Nach vier Filmen hatte Carol Cobb (Karen Gillan) die Schnauze voll vom „Cliff Beasts“-Franchise. Der erhoffte Erfolg blieb außerhalb der Reihe für sie jedoch aus, weshalb sie zähneknirschend für „Cliff Beasts 6 – Battle For Everest: Memories Of A Requiem“ unterschreibt. Da das Sequel eines der ersten Corona-Projekte ist, wird das Filmteam sicherheitshalber in einem englischen Hotel von der Außenwelt abgeschottet.
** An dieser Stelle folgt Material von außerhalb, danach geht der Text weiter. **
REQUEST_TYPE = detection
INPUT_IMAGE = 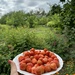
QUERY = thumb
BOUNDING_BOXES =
[8,60,17,75]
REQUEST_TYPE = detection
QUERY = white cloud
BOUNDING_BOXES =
[0,0,65,15]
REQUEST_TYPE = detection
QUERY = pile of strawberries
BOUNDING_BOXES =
[18,48,60,75]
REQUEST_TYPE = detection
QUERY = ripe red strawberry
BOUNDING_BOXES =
[51,54,56,59]
[23,51,30,56]
[26,66,32,73]
[37,60,43,65]
[34,54,39,60]
[35,66,44,75]
[45,51,50,56]
[44,48,48,52]
[31,67,36,74]
[50,62,57,70]
[32,58,37,64]
[18,56,25,62]
[41,50,45,55]
[48,58,53,62]
[30,48,35,52]
[25,58,31,63]
[42,58,48,64]
[30,51,34,56]
[20,63,27,71]
[45,63,51,72]
[27,63,33,67]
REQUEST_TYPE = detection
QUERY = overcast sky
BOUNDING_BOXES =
[0,0,67,15]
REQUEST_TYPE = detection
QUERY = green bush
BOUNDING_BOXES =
[0,27,69,75]
[47,14,61,28]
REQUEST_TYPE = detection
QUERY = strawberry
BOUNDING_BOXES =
[48,58,53,62]
[34,54,39,60]
[31,67,36,74]
[26,66,32,73]
[45,63,51,72]
[50,62,57,70]
[23,51,30,56]
[20,63,27,71]
[18,56,25,62]
[42,58,48,63]
[27,63,33,67]
[32,58,37,64]
[37,60,43,65]
[30,48,35,52]
[25,58,31,63]
[35,66,44,75]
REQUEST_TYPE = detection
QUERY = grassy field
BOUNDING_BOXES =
[0,25,75,75]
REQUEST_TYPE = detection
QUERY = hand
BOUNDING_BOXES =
[8,60,19,75]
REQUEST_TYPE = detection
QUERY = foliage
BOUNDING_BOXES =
[47,14,61,28]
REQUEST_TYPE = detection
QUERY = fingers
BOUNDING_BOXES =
[8,60,18,75]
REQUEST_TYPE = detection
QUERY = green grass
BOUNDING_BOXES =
[0,25,75,75]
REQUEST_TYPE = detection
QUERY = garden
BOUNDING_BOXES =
[0,0,75,75]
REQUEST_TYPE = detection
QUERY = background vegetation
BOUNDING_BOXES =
[0,0,75,75]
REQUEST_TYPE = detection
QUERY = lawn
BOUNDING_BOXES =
[0,25,75,75]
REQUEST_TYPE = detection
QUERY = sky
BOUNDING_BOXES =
[0,0,67,16]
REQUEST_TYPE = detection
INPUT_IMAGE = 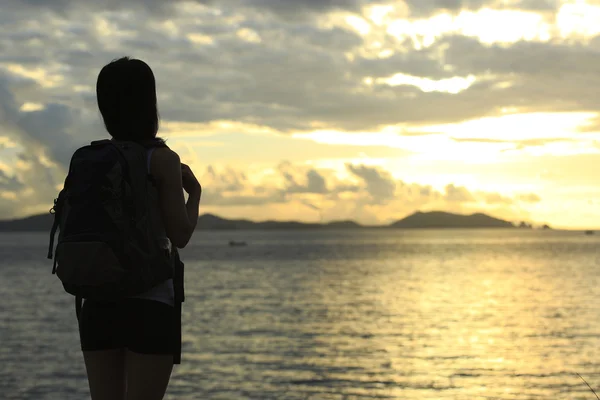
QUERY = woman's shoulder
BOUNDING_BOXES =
[150,146,181,181]
[152,146,181,164]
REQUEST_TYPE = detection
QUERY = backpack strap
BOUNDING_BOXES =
[48,206,60,260]
[75,296,83,322]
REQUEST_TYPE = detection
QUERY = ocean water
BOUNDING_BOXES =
[0,230,600,400]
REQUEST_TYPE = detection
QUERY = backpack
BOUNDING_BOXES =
[48,140,173,304]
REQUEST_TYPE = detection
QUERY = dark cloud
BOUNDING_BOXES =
[0,169,24,193]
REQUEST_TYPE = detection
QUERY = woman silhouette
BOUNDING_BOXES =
[79,57,202,400]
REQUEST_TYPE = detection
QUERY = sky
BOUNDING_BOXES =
[0,0,600,229]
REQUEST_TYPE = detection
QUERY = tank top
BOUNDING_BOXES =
[126,148,175,306]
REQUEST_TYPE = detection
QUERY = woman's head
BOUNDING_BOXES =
[96,57,158,140]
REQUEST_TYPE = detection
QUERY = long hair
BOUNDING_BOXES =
[96,57,159,141]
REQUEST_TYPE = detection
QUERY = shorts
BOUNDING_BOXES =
[79,298,176,354]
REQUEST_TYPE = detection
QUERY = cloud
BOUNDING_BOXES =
[404,0,561,17]
[346,164,396,204]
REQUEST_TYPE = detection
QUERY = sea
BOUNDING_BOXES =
[0,229,600,400]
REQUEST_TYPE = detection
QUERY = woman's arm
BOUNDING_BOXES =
[150,148,201,249]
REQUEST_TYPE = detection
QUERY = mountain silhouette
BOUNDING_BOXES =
[0,211,531,232]
[391,211,515,229]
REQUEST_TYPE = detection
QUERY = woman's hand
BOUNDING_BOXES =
[181,163,202,194]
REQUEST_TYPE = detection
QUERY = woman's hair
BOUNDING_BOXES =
[96,57,159,141]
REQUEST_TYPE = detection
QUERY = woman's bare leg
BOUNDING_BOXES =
[125,351,173,400]
[83,349,126,400]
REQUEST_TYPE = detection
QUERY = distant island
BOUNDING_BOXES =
[0,211,550,232]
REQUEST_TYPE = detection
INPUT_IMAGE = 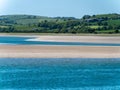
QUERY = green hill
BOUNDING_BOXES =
[0,13,120,34]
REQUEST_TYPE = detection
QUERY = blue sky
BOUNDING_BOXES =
[0,0,120,18]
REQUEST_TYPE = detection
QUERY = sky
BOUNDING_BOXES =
[0,0,120,18]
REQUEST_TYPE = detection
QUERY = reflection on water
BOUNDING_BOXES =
[0,58,120,90]
[0,36,120,46]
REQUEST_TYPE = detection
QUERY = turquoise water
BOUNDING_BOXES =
[0,58,120,90]
[0,36,120,46]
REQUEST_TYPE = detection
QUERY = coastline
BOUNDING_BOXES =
[0,34,120,58]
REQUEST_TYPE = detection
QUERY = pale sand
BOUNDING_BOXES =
[28,36,120,44]
[0,45,120,58]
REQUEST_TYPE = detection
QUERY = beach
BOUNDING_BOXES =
[0,35,120,58]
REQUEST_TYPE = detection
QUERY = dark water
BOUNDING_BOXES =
[0,58,120,90]
[0,36,120,46]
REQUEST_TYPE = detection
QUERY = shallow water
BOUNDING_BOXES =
[0,58,120,90]
[0,36,120,46]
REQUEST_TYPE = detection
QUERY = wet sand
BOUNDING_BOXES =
[29,36,120,44]
[0,35,120,58]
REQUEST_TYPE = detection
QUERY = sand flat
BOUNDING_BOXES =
[0,45,120,58]
[29,36,120,44]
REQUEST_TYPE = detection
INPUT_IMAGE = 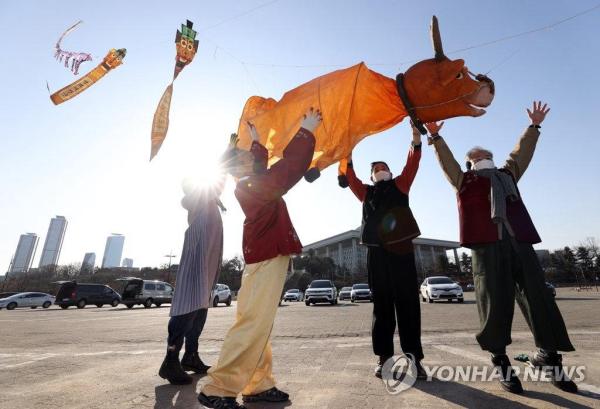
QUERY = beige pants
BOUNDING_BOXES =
[202,256,290,397]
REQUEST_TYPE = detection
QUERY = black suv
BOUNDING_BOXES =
[54,281,121,309]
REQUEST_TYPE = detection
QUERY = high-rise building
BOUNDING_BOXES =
[10,233,39,273]
[39,216,67,268]
[102,233,125,268]
[81,253,96,274]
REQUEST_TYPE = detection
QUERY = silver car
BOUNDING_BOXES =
[117,277,174,308]
[350,284,373,302]
[420,276,464,303]
[283,288,304,301]
[0,292,54,310]
[211,284,232,307]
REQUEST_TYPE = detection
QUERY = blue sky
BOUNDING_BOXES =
[0,0,600,271]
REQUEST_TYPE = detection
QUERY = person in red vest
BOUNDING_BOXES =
[345,122,426,379]
[425,101,577,393]
[198,108,322,409]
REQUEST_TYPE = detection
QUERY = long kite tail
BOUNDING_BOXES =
[55,20,83,53]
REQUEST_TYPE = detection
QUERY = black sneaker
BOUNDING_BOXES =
[529,351,577,393]
[415,360,427,381]
[375,356,390,379]
[181,352,210,375]
[198,392,246,409]
[492,355,523,393]
[158,354,192,385]
[242,387,290,403]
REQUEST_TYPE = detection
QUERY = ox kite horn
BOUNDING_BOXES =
[430,16,446,61]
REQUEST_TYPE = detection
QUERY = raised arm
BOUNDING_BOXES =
[425,122,464,191]
[253,108,323,196]
[504,101,550,181]
[346,154,367,202]
[394,124,421,194]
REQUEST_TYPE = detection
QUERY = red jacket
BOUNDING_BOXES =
[235,128,315,264]
[456,170,541,248]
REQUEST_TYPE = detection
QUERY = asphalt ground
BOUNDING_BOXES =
[0,289,600,409]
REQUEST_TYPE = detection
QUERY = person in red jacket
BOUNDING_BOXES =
[345,123,425,379]
[198,108,322,408]
[425,101,577,393]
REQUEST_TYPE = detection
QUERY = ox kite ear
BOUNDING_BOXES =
[437,59,465,86]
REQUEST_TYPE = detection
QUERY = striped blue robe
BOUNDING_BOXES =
[169,180,224,317]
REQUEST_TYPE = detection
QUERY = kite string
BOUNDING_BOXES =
[204,0,600,71]
[198,0,280,33]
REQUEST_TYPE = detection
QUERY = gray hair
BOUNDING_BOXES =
[466,146,494,160]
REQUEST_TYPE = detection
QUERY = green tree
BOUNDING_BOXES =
[460,253,473,274]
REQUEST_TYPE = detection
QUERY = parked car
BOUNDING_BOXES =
[304,280,337,305]
[421,276,464,303]
[546,281,556,297]
[211,284,232,307]
[0,292,54,310]
[350,284,373,302]
[54,281,121,309]
[117,277,175,308]
[338,287,352,301]
[283,288,304,301]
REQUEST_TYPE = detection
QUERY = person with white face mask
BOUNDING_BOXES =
[425,101,577,393]
[344,122,426,379]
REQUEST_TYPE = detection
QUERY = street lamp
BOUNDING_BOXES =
[164,251,175,283]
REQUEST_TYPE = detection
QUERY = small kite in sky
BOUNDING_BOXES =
[150,20,198,160]
[48,48,127,105]
[54,20,92,75]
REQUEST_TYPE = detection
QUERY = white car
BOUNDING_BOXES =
[338,287,352,301]
[0,292,54,310]
[211,284,231,307]
[304,280,337,306]
[420,276,464,303]
[283,288,304,301]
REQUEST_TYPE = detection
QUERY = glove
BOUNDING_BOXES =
[300,107,323,133]
[246,121,260,143]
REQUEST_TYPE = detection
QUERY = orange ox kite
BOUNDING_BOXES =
[238,16,494,187]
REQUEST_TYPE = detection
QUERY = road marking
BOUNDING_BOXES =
[433,345,600,397]
[0,348,221,369]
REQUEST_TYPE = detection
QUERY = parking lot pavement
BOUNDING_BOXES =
[0,289,600,409]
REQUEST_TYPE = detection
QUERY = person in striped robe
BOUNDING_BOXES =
[158,140,230,385]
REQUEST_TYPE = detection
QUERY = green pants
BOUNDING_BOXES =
[471,234,575,353]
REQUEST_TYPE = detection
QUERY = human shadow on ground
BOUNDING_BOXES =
[523,391,597,409]
[154,375,202,409]
[413,378,591,409]
[413,378,536,409]
[244,400,292,409]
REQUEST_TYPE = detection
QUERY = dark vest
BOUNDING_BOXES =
[456,169,542,247]
[361,180,421,246]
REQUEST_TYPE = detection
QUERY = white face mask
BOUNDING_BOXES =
[473,159,496,170]
[373,170,392,183]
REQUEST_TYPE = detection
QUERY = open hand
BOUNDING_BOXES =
[246,121,260,142]
[425,121,444,135]
[527,101,550,125]
[300,107,323,132]
[227,133,240,149]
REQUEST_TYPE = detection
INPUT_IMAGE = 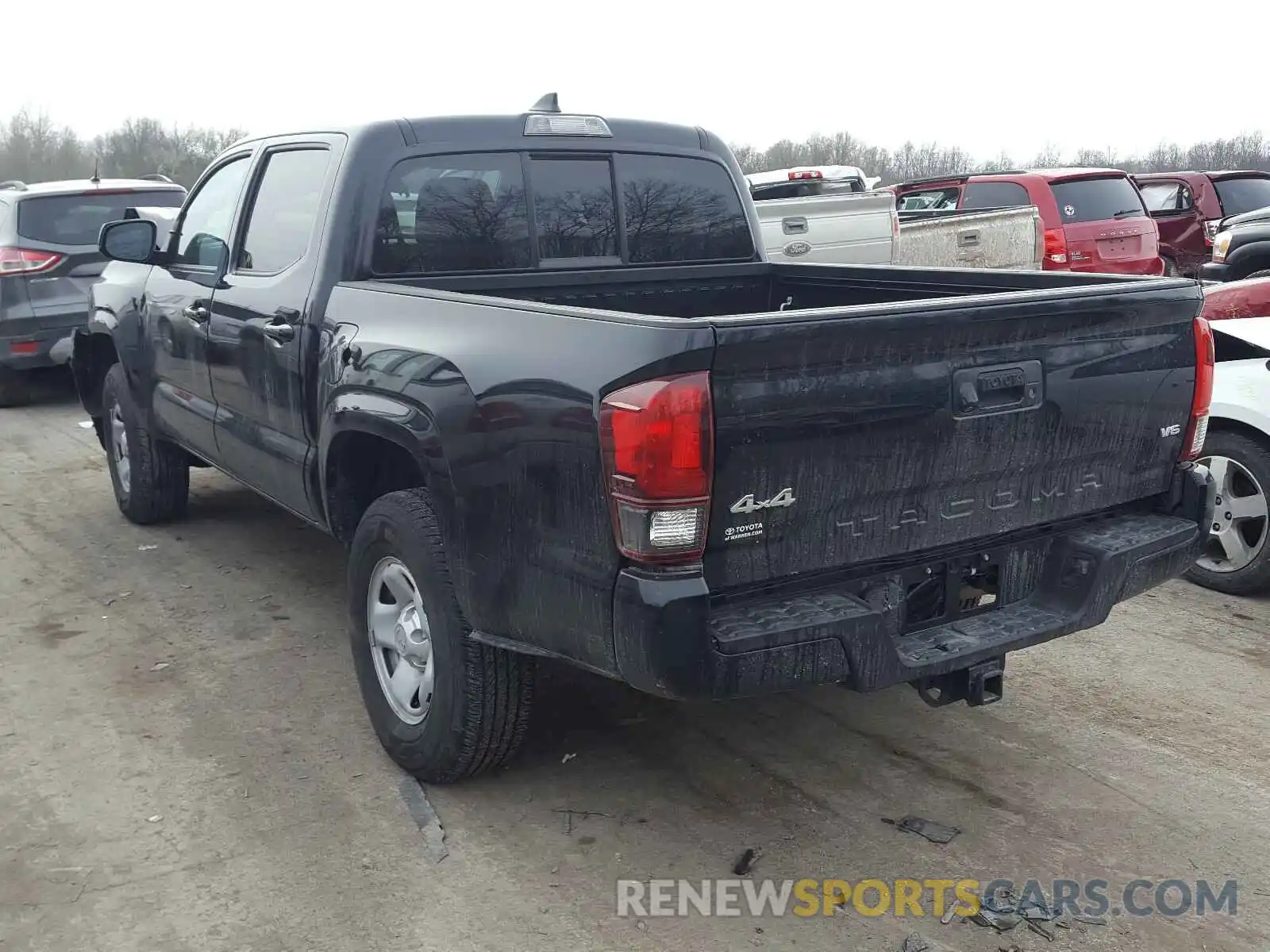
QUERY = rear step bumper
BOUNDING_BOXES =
[614,466,1213,703]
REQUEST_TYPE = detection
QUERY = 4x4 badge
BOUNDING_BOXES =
[730,486,795,514]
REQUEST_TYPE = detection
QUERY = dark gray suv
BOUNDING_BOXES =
[0,175,186,406]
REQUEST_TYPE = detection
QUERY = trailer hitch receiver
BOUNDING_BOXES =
[913,655,1006,707]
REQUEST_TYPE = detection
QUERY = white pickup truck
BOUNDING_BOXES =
[745,165,1044,271]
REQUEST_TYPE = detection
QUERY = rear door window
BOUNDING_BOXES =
[237,148,330,274]
[1050,175,1147,225]
[17,189,186,246]
[1138,182,1192,212]
[618,152,754,264]
[371,152,754,274]
[1213,176,1270,214]
[961,182,1031,208]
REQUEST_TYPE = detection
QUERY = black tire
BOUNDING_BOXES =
[102,364,189,525]
[348,489,536,783]
[0,367,30,406]
[1186,432,1270,595]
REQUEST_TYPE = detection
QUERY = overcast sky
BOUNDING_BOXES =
[0,0,1270,160]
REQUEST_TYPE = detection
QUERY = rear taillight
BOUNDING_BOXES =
[1181,317,1217,459]
[599,370,714,563]
[0,248,62,277]
[1041,228,1068,271]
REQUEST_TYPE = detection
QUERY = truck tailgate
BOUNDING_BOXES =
[705,282,1202,592]
[754,192,897,264]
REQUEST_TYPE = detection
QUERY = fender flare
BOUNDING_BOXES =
[1226,237,1270,282]
[316,390,455,547]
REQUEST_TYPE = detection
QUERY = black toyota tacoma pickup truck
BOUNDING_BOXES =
[72,99,1213,782]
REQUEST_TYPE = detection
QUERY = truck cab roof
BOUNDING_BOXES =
[231,112,724,155]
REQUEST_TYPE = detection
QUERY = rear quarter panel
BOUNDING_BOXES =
[319,283,714,673]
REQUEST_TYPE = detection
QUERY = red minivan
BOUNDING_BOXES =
[891,169,1164,275]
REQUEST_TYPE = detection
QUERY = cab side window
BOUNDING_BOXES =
[235,148,330,274]
[171,155,250,271]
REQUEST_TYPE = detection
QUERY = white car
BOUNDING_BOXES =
[1189,278,1270,595]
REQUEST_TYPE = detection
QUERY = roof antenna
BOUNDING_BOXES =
[529,93,560,113]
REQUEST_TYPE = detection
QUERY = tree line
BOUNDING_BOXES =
[7,112,1270,188]
[732,132,1270,184]
[0,112,245,188]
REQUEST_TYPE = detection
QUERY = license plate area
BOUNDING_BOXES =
[900,550,1005,635]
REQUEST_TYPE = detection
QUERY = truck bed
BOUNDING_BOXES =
[365,264,1153,319]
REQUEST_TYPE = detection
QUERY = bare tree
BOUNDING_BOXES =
[0,112,243,188]
[733,132,1270,182]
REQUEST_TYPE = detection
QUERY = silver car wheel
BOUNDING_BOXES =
[110,404,132,495]
[1195,455,1270,573]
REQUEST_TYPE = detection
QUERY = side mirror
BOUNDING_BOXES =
[97,218,159,264]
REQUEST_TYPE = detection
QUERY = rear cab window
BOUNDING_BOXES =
[371,151,754,275]
[1050,175,1147,225]
[895,186,961,212]
[1213,175,1270,216]
[749,179,866,202]
[17,189,186,246]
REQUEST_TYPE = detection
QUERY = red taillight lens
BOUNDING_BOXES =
[1183,317,1217,459]
[0,248,62,277]
[1041,228,1068,271]
[599,370,714,562]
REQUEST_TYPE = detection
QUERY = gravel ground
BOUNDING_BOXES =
[0,375,1270,952]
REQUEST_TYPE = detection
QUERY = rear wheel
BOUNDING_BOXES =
[0,367,30,406]
[348,489,535,783]
[102,364,189,525]
[1187,433,1270,595]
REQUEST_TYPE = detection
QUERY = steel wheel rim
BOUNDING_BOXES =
[366,556,436,725]
[1195,455,1270,575]
[110,404,132,495]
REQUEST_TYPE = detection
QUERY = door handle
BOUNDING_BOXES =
[260,322,296,343]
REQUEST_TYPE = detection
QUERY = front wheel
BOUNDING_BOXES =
[1187,433,1270,595]
[348,489,535,783]
[102,364,189,525]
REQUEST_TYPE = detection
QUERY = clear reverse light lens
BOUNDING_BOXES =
[648,506,702,548]
[525,114,614,137]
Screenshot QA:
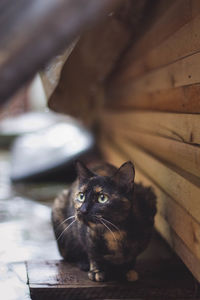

Es ist ein luxuriöses, aber kein freundliches Umfeld, in das Carol da einkehrt: Sean Knox (Keegan-Michael Key), das Ex-Schauspielpaar Lauren Van Chance (Leslie Mann) und Dustin Mulray (David Duchovny) sowie Howie Frangopolous (Guz Khan) nehmen der Rückkehrerin nämlich übel, dass sie bei Teil fünf nicht mitgemacht hat. Franchise-Neuzugang Dieter Bravo (Pedro Pascal) hadert derweil mit seinen Süchten. Und Influencerin/Schauspiel-Newcomerin Krystal Kris (Iris Apatow) denkt nur an ihre Follower. Die Moral liegt am Boden, noch bevor die erste Klappe fällt...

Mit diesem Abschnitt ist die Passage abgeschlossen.